Powerful times, I wish you great courage. When the time comes, you won't have to be told, you will know.

trousers said...

zhoen, thank you: I could barely wish for better words.

Reading the Signs said...

You capture this sense of being on a particular threshold. My best wishes to you and Trouserfather.

trousers said...

Thank you too, Signs. All is ok for now, though how long such a state of affairs will last, I'm not sure.

It's not Trouserfather, though (I like that word!), he's long since gone, it's my mother who was the cause for concern in this particular instance.

Reading the Signs said...

ah silly me, for I remember the lovely post you wrote concerning Trouserfather.

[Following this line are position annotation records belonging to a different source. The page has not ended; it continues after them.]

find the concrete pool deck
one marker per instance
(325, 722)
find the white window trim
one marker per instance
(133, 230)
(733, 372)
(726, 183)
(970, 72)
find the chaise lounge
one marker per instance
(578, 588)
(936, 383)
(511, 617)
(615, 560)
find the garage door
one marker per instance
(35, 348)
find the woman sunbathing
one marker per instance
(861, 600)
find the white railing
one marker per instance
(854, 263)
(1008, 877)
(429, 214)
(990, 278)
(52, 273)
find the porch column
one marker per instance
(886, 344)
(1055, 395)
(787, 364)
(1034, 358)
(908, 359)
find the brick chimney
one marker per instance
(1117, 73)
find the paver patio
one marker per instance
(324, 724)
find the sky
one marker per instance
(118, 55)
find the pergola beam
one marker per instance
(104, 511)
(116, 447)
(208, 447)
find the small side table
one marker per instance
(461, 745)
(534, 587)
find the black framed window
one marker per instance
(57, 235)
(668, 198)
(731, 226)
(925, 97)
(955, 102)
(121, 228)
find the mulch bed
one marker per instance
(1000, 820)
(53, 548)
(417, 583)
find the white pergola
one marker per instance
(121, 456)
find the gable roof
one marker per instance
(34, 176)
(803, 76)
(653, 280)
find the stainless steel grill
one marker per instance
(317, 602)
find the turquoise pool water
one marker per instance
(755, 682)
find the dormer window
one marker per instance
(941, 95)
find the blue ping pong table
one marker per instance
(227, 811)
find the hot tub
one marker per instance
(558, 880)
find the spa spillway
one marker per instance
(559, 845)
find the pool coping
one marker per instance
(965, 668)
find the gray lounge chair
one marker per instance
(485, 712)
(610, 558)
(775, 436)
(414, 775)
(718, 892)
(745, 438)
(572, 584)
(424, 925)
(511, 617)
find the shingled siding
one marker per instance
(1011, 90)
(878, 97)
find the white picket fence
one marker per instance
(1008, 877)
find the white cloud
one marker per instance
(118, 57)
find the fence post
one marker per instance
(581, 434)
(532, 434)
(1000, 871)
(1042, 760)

Good wishes and thoughts to you and Trousermother.

trousers said...

Hey no problem signs, it's a year or two since I wrote the post about my dad.

I appreciate the thoughts and wishes, very gratefully received.

zola a social thing said...

With deepest respect and well wishes to all Trouser-beings your words hit on me like an existential, stone cold sobering, moment.

Hemingway ended a book, after a death of a loved one, by walking home in the rain.

Your ending words threw me back just there.
Maybe we never really leave that zone anyway.

trousers said...

Thanks zola. I haven't read Hemingway but that does sound evocative and, indeed, sobering.

Do we ever leave that zone? I'm not sure, but I think it's a fine line.